Cette incertitude ne se limite pas au plan national ; elle déborde sur les relations internationales et les flux de capitaux. Le rythme de désengagement des bons du Trésor américains par les banques centrales étrangères et les fonds souverains s’accélère, obligeant les institutions domestiques à combler le manque, mais l’insuffisance de liquidité limite ce processus.
VII. Réactions en chaîne sur l’économie réelle et le système financier
La hausse des rendements des bons du Trésor se traduit directement par des coûts d’emprunt plus élevés. Les taux des prêts hypothécaires et les coûts de financement des entreprises augmentent en parallèle, freinant l’investissement immobilier et celui des entreprises. Avec la baisse des anticipations de croissance économique, le marché du travail subit des pressions : le taux de chômage pourrait augmenter progressivement. Parallèlement, le marché boursier est plus sensible aux variations des rendements obligataires, et la volatilité s’en trouvera nettement renforcée.
L’impact plus profond réside dans la transmission au système financier. Le marché des crédits privés montre déjà des fissures : hausse des taux de défaut, pression accrue sur les rachats des investisseurs, et resserrement des banques sur les prêts à ce segment. Le crédit privé, qui constitue une part importante du système bancaire parallèle ces dernières années, pourrait déclencher en premier lieu une rupture localisée de ce segment, puis se diffuser vers des catégories d’actifs plus larges via le canal de l’effet de levier.
VIII. Évaluation du risque systémique et perspectives d’avenir
Le marché des bons du Trésor américains envoie un avertissement clair : la stabilité des actifs de base s’érode. Lorsque les trois « pressions » — hausse des rendements, volatilité accrue et baisse de la liquidité — se manifestent simultanément dans l’actif le plus sûr à l’échelle mondiale, la fragilité de l’ensemble de l’édifice financier apparaît sans équivoque. Cette situation diffère des ajustements cycliques habituels ; elle résulte du cumul de chocs géopolitiques et de l’incertitude des politiques nationales.

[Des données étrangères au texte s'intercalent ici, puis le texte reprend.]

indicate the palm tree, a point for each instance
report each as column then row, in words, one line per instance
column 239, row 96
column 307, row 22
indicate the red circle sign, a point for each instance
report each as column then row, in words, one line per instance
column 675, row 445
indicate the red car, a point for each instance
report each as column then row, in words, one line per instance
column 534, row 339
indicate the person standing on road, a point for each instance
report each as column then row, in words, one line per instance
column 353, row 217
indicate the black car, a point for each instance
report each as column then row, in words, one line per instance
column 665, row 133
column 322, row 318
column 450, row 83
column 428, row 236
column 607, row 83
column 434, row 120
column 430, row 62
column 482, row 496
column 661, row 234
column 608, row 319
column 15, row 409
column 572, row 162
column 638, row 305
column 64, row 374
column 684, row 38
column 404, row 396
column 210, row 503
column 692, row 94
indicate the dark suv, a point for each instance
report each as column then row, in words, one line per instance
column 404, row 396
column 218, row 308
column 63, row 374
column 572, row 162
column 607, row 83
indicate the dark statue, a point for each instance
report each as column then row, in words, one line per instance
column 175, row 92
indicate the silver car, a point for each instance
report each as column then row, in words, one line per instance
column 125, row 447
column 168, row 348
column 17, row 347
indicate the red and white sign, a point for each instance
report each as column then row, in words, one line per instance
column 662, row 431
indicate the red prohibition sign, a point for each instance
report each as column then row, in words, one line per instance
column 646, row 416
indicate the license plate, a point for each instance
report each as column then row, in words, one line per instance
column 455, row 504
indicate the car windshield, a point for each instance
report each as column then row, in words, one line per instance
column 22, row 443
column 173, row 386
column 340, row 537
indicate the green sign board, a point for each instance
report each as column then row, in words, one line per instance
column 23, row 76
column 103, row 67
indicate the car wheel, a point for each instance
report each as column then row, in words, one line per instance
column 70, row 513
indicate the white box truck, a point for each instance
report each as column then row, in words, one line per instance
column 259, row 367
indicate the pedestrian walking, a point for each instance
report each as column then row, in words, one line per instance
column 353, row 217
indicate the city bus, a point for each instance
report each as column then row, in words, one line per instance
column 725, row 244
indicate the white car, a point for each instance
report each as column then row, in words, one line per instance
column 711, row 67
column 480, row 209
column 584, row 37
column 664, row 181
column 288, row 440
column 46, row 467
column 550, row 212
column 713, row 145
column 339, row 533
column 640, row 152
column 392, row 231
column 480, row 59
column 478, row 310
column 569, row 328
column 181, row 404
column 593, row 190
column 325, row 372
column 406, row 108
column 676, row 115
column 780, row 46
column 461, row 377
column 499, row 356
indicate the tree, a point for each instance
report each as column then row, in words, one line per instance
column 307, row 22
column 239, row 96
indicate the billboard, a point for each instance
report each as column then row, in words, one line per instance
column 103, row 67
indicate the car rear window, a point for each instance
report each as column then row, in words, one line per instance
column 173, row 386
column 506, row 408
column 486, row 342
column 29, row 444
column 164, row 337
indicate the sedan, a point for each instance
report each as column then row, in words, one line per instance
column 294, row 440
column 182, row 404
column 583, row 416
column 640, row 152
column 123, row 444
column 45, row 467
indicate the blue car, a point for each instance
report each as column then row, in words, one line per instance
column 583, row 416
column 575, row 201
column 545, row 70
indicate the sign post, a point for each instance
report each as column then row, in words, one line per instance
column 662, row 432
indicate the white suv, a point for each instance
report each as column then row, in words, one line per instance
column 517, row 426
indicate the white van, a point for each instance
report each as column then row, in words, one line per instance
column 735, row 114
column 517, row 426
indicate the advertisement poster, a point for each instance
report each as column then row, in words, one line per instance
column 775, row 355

À l’avenir, si le conflit au Moyen-Orient persiste ou s’intensifie, la hausse du pétrole et les pressions inflationnistes vont encore solidifier les anticipations de resserrement, et la pression sur le marché des bons du Trésor pourrait s’accentuer. À l’inverse, si les efforts diplomatiques conduisent à un apaisement, le marché pourrait connaître une réparation par étapes. Toutefois, quelle que soit la manière dont l’évolution se dessine à court terme, les investisseurs doivent réévaluer le cadre de risque : diversification des allocations, attention aux indicateurs de liquidité, et vigilance face aux surprises de politique.
Dans l’ensemble, les signaux actuels du marché des bons du Trésor rappellent à toutes les parties que la stabilité financière dépend d’un environnement de politiques prévisibles et d’une paix géopolitique. En ignorant cette base, aucune catégorie d’actifs ne peut éviter de subir des conséquences. Les décideurs et les participants au marché doivent relever ensemble ce défi afin d’éviter que les pressions locales ne se transforment en crise systémique.